Wednesday, November 17, 2010

Monday, November 15, 2010

be still

"be still, and know that I am God" Psalm 46:10

this is a verse that i need to spend alot more time making a part of my life. with school, friends, college apps, and the everyday busyness that i deem so important to me really won't get me anywhere if i fail to recognize my Creator.

i think it's important sometimes to put the A.P. Bio down, my cell phone away, and stop all other distractions to just be still. sometimes, as stupid as this sounds, i just want to leave and go somewhere that no one else has ever been. away from the distractions and stresses of everyday life. i have to stop and wonder if the type of lifestyle we have established in modern day times is really what God wants from us.

so thats my goal for today.

just. be. still.



starting over

I'm starting over. from square one.

it had been well over a year since my last post so i deemed it time to begin again. im half way through my senior year of high school and getting really excited about what God has in store for my college days.

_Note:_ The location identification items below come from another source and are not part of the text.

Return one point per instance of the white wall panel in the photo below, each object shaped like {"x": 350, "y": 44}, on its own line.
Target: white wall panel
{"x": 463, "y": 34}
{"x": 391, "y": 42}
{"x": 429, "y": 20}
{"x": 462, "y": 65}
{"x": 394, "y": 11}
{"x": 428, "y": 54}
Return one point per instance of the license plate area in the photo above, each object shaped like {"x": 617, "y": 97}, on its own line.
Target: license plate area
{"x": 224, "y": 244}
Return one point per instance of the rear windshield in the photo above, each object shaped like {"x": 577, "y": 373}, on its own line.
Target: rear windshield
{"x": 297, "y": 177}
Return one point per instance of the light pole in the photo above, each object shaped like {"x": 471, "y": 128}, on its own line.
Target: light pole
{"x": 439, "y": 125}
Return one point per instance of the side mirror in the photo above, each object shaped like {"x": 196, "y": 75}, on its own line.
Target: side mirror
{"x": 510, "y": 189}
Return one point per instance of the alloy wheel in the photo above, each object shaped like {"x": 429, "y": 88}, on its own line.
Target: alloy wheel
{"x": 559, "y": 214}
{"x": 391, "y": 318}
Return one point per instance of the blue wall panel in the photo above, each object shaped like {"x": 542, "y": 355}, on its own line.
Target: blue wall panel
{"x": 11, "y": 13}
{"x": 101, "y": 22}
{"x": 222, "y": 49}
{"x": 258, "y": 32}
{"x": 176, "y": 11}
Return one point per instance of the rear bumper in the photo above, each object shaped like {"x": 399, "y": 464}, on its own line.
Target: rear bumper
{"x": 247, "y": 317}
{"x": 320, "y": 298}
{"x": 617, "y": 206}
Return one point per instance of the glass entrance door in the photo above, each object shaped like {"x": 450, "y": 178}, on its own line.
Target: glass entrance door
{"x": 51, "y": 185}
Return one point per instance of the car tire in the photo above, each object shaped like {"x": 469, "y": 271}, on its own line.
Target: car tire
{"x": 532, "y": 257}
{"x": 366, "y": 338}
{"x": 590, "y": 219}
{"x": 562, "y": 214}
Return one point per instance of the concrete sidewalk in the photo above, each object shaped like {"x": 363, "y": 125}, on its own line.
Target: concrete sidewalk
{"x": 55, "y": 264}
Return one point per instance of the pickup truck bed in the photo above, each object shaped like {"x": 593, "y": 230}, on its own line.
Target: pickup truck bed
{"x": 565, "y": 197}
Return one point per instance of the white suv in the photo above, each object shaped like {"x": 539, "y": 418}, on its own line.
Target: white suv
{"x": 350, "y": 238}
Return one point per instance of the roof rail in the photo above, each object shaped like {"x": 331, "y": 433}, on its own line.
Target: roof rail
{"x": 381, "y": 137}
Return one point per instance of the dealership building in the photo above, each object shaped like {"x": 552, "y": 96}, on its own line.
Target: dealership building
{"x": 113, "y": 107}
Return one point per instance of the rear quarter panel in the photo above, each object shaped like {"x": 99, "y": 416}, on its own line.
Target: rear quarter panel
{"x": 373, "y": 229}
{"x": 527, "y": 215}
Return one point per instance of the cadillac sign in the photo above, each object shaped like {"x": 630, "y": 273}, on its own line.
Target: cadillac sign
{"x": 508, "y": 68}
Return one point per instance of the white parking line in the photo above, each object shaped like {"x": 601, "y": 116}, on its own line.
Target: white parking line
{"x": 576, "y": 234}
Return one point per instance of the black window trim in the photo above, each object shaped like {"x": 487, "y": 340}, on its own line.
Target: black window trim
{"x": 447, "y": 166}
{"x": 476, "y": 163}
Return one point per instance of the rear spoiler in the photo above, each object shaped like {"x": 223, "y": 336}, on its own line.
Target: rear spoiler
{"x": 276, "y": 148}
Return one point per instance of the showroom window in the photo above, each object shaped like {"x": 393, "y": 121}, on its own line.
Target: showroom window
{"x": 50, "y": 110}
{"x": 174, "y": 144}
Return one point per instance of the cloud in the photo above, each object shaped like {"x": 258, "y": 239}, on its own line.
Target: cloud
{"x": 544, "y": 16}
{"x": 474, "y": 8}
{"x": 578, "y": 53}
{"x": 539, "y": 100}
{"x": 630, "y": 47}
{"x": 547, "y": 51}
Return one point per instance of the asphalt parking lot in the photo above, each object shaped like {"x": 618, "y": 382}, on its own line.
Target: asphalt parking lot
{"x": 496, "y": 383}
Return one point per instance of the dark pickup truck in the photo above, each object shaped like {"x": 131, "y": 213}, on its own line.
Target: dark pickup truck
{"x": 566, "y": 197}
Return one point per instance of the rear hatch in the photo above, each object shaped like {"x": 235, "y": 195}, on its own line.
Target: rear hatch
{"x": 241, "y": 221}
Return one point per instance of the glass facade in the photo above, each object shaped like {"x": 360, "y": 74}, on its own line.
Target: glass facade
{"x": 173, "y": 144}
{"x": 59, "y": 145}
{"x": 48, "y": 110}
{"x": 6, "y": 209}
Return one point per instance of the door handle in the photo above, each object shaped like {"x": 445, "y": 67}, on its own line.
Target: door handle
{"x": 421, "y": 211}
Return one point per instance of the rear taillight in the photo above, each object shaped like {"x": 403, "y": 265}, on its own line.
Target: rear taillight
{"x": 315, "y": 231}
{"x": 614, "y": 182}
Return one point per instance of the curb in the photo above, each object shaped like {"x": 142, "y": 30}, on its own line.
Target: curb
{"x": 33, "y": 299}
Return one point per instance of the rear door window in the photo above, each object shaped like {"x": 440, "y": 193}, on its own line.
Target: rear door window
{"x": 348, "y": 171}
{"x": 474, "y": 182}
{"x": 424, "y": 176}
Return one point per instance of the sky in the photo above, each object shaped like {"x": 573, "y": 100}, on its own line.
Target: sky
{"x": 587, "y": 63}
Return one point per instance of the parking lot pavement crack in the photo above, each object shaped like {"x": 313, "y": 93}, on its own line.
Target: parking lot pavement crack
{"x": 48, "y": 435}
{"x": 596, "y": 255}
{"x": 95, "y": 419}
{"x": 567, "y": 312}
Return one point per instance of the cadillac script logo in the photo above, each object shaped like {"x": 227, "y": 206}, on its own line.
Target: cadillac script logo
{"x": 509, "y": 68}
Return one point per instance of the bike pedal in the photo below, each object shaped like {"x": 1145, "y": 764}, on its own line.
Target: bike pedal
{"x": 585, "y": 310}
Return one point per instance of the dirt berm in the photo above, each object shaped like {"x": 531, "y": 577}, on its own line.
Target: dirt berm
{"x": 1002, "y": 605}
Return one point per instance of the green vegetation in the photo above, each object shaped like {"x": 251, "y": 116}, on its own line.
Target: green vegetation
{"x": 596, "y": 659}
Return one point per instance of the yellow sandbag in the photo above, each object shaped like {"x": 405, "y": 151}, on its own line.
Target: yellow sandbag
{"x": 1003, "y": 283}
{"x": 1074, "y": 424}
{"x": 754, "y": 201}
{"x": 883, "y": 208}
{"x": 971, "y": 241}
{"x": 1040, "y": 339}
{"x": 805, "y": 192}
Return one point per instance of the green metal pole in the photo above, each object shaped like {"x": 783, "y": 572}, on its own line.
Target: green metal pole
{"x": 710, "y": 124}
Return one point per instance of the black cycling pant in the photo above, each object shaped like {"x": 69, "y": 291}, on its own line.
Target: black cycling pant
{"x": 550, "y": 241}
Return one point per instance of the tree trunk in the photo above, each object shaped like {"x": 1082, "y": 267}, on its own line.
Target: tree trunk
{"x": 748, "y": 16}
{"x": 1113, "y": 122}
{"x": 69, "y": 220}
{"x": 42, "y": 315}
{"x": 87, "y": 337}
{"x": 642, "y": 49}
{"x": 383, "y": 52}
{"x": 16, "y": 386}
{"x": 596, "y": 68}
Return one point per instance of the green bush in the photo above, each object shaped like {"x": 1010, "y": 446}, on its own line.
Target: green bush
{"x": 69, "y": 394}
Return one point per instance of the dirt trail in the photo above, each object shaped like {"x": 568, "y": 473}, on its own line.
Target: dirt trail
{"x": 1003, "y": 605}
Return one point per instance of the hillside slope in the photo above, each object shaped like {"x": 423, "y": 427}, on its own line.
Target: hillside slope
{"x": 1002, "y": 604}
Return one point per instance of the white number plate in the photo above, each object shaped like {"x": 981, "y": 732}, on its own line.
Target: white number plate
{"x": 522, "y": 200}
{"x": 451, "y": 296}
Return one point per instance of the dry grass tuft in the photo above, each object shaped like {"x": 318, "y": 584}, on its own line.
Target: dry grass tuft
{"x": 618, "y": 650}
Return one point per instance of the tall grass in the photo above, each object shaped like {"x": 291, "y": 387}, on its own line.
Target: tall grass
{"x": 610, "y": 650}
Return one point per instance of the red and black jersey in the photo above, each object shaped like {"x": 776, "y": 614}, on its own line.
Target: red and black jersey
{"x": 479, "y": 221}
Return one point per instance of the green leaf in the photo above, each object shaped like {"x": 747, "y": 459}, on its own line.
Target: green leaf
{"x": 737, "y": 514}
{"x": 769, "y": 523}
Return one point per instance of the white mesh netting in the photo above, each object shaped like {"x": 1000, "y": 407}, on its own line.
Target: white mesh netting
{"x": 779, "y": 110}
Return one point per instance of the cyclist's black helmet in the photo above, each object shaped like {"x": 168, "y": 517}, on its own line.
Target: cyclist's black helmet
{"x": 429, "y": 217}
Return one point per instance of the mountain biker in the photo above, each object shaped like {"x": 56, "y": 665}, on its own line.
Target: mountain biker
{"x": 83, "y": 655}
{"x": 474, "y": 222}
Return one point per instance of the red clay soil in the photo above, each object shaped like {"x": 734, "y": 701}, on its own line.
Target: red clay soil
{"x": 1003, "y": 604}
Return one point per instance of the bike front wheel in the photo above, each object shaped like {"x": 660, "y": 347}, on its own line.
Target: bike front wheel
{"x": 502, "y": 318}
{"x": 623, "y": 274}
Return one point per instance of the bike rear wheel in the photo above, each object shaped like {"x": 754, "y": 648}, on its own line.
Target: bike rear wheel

He is in control. im letting Him lead me where He wants me to be because I know that He has a wonderful plan for my life.

im anxiously awaiting a return trip to Guyana, South America.
i went this past july and believe i left my heart there. the children there are incredible. they barely have anything yet have such an outlook on life that i could really learn from. they know how to love unconditionally. they look past the petty "failures" we put on ourselves and one another. they have lost both of their parents. a home. a normal way of life. yet they look at each new day with hope. nothing can get worse than what they have been through. i want to learn how to love like that. a love without conditions. when i go back in April, i want to prove to those little orphans that i care, and that i will keep returning for as long as i live. i can't wait to see those smiling faces again... to sit down with as many as can fit in my lap and hear their life stories. because when it comes down to it, they know what it means to live. and to live to the fullest.